Sarah Rose Etter is a fiction writer and cultural critic who recently departed Philadelphia for San Francisco. She is the author of Tongue Party, selected by Deb Olin Unferth as the winner of the Caketrain Press award, and The Book of X, her first novel, which is available from Two Dollar Radio. Her work has appeared or is forthcoming in The Cut, Electric Literature, Guernica, VICE, New York Tyrant, Juked, Night Block, The Black Warrior Review, Salt Hill Journal, The Collagist, and more. She is the co-founder of the TireFire Reading Series and is a contributing editor at The Fanzine. She has also served as an arts columnist at Philadelphia Weekly. Etter has been awarded residencies at the Disquiet International program in Portugal and the Gullkistan Writing Residency in Iceland, and, in 2017, she was the keynote speaker at the Society for the Study of Women Writers conference in Bordeaux, France. She earned her B.A. in English from Pennsylvania State University and her M.F.A. in Fiction from Rosemont College.
Neely B. is a Philadelphia-based fiction writer and activist. Her work has appeared in Essence and Southern Exposure, and she has produced numerous shows for the African News Service. She is best known for her Blanche White detective novel series, the first of which, Blanche on the Lam, won three of four major mystery awards in 1992 for a best first novel: The “Agatha,” the “Anthony,” and the “Macavity.” The novel also received the Go on Girl! Award from the Black Women's Reading Club. She holds a master’s degree in urban and regional planning from the University of Pittsburgh, and her advocacy has included designing better corrections systems for female inmates. She also holds a degree in creative writing.

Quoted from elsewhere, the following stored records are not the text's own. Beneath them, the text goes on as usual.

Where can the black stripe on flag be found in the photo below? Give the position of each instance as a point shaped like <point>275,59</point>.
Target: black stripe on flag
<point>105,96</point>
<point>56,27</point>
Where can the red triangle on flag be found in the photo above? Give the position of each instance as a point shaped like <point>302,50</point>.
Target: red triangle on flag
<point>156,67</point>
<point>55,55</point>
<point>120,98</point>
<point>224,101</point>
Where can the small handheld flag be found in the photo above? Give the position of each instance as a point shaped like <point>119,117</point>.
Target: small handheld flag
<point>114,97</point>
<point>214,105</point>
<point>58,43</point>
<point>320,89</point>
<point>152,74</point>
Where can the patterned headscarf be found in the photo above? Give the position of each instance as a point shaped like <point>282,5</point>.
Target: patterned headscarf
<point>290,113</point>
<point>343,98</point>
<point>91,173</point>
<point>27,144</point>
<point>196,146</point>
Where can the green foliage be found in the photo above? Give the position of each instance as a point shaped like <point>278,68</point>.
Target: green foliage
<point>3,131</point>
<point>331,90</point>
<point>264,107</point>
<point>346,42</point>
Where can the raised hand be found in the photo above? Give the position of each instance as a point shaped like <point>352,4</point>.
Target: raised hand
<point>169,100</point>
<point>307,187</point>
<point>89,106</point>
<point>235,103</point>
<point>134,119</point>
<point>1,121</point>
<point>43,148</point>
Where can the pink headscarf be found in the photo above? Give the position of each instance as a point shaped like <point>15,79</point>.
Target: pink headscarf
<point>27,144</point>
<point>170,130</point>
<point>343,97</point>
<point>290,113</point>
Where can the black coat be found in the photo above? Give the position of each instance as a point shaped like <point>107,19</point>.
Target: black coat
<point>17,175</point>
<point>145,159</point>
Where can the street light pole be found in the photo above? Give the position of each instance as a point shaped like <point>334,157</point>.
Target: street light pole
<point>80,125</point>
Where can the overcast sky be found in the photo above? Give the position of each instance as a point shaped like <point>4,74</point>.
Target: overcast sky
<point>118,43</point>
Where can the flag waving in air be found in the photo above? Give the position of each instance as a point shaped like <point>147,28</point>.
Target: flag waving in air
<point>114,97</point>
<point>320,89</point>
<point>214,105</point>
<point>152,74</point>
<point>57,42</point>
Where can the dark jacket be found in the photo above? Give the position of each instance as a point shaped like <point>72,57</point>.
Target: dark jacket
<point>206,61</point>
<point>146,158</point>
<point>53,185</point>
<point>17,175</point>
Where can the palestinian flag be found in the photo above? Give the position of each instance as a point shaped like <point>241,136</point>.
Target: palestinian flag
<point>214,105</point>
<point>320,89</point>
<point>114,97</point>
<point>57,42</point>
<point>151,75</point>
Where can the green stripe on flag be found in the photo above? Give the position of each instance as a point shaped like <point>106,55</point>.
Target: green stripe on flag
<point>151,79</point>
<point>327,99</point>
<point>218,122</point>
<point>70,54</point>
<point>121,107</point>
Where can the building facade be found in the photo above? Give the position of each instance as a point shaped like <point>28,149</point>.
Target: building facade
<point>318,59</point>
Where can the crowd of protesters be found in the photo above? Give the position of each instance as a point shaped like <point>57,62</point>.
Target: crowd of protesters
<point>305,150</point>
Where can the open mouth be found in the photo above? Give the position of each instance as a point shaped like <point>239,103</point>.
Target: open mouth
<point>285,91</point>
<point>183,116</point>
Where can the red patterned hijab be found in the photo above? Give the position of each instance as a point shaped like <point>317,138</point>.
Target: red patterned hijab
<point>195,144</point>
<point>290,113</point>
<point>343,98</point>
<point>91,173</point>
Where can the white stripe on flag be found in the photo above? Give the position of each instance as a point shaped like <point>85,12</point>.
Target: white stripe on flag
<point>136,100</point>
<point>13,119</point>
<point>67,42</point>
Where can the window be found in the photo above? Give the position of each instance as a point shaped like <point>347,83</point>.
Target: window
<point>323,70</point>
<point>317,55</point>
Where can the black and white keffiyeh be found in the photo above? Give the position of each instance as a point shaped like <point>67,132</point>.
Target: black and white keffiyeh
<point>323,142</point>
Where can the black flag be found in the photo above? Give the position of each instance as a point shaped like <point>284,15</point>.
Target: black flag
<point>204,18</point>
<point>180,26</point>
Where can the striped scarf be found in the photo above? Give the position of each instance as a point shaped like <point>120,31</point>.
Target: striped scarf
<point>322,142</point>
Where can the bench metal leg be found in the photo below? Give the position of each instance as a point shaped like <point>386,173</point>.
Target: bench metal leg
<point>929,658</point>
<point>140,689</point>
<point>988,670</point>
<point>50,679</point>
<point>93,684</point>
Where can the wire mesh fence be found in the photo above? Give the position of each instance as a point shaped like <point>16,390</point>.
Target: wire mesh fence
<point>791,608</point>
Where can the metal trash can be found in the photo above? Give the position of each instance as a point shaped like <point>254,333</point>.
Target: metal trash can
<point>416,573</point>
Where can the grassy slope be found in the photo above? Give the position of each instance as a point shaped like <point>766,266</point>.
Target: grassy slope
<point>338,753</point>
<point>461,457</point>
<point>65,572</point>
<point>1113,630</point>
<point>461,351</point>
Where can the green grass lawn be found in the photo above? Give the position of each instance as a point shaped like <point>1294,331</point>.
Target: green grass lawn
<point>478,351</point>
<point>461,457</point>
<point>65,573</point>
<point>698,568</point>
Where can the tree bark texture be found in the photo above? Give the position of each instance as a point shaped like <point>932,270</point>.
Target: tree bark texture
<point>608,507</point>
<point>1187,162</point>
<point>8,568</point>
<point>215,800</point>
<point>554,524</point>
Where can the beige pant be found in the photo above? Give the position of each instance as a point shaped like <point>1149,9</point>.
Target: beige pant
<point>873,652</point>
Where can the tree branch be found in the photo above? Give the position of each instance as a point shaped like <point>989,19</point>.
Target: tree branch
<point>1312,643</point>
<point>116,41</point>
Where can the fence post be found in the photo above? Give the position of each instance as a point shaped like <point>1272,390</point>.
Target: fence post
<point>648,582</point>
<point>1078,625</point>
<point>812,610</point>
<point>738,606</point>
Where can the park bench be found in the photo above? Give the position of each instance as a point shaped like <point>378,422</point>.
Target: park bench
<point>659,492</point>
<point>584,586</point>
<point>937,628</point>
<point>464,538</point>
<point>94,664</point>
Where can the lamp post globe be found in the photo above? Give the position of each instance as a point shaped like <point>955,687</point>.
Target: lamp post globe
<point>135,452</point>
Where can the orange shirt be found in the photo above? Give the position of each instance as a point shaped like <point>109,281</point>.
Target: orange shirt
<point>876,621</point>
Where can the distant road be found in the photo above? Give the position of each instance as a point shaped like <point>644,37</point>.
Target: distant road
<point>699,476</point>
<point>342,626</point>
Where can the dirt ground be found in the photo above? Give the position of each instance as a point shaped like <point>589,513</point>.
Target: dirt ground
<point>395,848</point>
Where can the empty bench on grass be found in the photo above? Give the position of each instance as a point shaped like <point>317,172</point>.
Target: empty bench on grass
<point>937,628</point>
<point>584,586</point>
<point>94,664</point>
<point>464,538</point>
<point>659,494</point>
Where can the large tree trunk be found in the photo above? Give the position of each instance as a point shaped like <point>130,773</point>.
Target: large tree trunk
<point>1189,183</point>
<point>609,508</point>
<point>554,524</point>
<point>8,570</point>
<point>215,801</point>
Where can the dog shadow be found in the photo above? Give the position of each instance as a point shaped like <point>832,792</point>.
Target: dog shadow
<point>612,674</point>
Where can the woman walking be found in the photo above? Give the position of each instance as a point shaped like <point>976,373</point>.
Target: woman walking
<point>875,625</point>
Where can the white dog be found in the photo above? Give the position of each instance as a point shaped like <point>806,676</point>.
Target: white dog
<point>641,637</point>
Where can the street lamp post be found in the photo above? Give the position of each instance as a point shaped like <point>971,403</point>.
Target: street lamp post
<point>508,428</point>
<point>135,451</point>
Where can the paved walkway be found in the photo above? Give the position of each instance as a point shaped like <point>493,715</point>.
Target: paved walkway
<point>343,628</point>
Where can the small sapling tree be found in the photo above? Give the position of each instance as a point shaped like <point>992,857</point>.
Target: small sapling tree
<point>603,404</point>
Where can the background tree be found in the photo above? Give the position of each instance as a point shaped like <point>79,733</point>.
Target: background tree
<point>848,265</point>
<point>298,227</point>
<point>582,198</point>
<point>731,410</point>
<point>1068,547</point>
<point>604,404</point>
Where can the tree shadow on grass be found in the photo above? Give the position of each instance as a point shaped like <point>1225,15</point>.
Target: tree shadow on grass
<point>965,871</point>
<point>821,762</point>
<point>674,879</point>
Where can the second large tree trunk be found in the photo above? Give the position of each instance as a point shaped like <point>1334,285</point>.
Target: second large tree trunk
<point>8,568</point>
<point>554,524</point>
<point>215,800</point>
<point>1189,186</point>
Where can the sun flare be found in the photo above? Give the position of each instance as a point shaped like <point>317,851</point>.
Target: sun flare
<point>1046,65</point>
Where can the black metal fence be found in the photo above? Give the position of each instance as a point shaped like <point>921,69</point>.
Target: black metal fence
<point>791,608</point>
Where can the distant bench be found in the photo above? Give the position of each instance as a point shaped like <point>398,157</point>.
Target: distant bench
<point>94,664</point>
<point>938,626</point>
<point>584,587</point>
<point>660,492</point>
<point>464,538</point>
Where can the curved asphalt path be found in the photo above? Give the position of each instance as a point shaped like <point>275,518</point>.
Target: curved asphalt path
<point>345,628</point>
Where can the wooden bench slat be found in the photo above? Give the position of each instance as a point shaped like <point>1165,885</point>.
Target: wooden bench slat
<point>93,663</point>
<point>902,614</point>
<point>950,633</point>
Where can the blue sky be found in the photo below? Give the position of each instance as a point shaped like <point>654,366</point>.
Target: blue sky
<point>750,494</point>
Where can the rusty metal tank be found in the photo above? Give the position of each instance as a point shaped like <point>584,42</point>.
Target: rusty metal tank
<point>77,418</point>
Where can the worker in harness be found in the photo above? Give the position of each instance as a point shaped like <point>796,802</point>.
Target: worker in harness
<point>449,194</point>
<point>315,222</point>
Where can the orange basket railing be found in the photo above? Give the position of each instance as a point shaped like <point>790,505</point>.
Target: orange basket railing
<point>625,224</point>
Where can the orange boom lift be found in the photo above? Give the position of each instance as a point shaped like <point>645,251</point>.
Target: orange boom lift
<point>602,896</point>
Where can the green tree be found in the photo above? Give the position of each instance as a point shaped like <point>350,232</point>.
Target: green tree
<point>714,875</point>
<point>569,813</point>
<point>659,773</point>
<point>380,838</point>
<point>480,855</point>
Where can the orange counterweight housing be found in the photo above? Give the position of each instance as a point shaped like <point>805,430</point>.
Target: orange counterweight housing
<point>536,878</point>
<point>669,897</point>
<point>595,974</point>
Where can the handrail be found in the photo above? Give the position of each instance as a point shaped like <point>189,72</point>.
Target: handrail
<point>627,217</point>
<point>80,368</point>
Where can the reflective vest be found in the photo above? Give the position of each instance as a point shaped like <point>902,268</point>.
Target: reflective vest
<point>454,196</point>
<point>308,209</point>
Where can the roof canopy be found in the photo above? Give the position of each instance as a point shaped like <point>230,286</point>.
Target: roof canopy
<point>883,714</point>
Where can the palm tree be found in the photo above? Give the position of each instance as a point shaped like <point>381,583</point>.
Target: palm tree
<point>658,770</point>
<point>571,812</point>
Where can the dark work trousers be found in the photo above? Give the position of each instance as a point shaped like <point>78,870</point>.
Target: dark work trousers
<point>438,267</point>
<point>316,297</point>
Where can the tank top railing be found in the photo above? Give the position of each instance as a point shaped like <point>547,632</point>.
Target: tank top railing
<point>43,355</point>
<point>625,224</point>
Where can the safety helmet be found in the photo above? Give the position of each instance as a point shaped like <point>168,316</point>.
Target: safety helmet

Edwin Muir (1887–1959) began life on a farm in Deerness, in the remote and bucolic Orkney Islands, off the northern coast of Scotland. By the time he was fourteen, tenant farming had become financially untenable for the Muirs, who left Orkney and eventually settled in a poor neighborhood of Glasgow, then an overcrowded, unhealthy, and chaotic city sustained by heavy industry. Within a few years, his parents and two of his five siblings died. To support himself, Muir worked menial jobs in offices and factories, and began a lifelong commitment to socialism. In February 1939, after one of many visionary experiences, he began to think of himself, also, as a heterodox Christian. Muir’s work includes an autobiography, The Estate of Poetry (his Harvard lectures), and a body of dreamy (sometimes nightmarish), quietly virtuosic poems on elemental subjects and themes such as good and evil, time, the natural world, and the lapsed state of humanity. Muir also helped his wife, Willa, produce many early translations of Kafka’s novels and tales. In 2008, Faber and Faber published his most recent Selected Poems, edited by Mick Imlah.
Joanna Nowak is a photographer, artist, and designer who earned her BFA in fibers from the Savannah College of Art and Design in 2011. She has traveled internationally as a photographer and stylist, and worked with Philadelphia entrepreneurs and health and wellness professionals to elevate their brand and message through photography, and captured social justice stories for Aetna in partnership with both The Food Trust and Clean Air Council. As a photographer, she is a natural-light enthusiast. Nowak is certified as an RYT 200 yoga teacher and hopes to share the practice of yoga with artists. She is also an advocate for women’s rights.
Helen Pluckrose is a British scholar who considers herself an exile from the humanities. She has research interests in late-medieval/early modern religious writing by and about women. Pluckrose is currently writing a book about postmodernism and critical theory and their impact on epistemology and ethics in the academy and more widely. She is editor-in-chief of Areo, a digital magazine of opinion and analysis focused on current affairs. Areo publishes thoughtful essays from a variety of perspectives compatible with broadly liberal and humanist values, in particular: culture, politics, human rights, science, and free expression. It places particular priority on evidence-and-reason-centered pieces. Its contributors are intellectually, professionally, and ideologically diverse and include liberals, conservatives, socialists, libertarians, atheists, Christians, Muslims, Jews, and more.
Christopher Spencer serves as the varsity fencing coach at Haverford College. He maintains a focus on athletics during the winter season, has been a member of the NCAA Division 1 Championship Committee, and was selected as cadre coach for the World University Games. Outside of the fencing season, he works as a fine artist, muralist, illustrator, and church restoration artist for Master Liturgical Designs. Spencer is a graduate of the Lorenzo de' Medici art school in Florence, Italy. He also holds an undergraduate degree in Peace Studies from Brandeis University, and has studied with such luminaries as Noam Chomsky and Howard Zinn.
Nathaniel Rudavsky-Brody lives in Brussels. He has translated the work of French and Belgian poets, including Paul Valéry and Benjamin Fondane for whose Ulysses he was awarded the 2013 Susan Sontag Prize for Translation.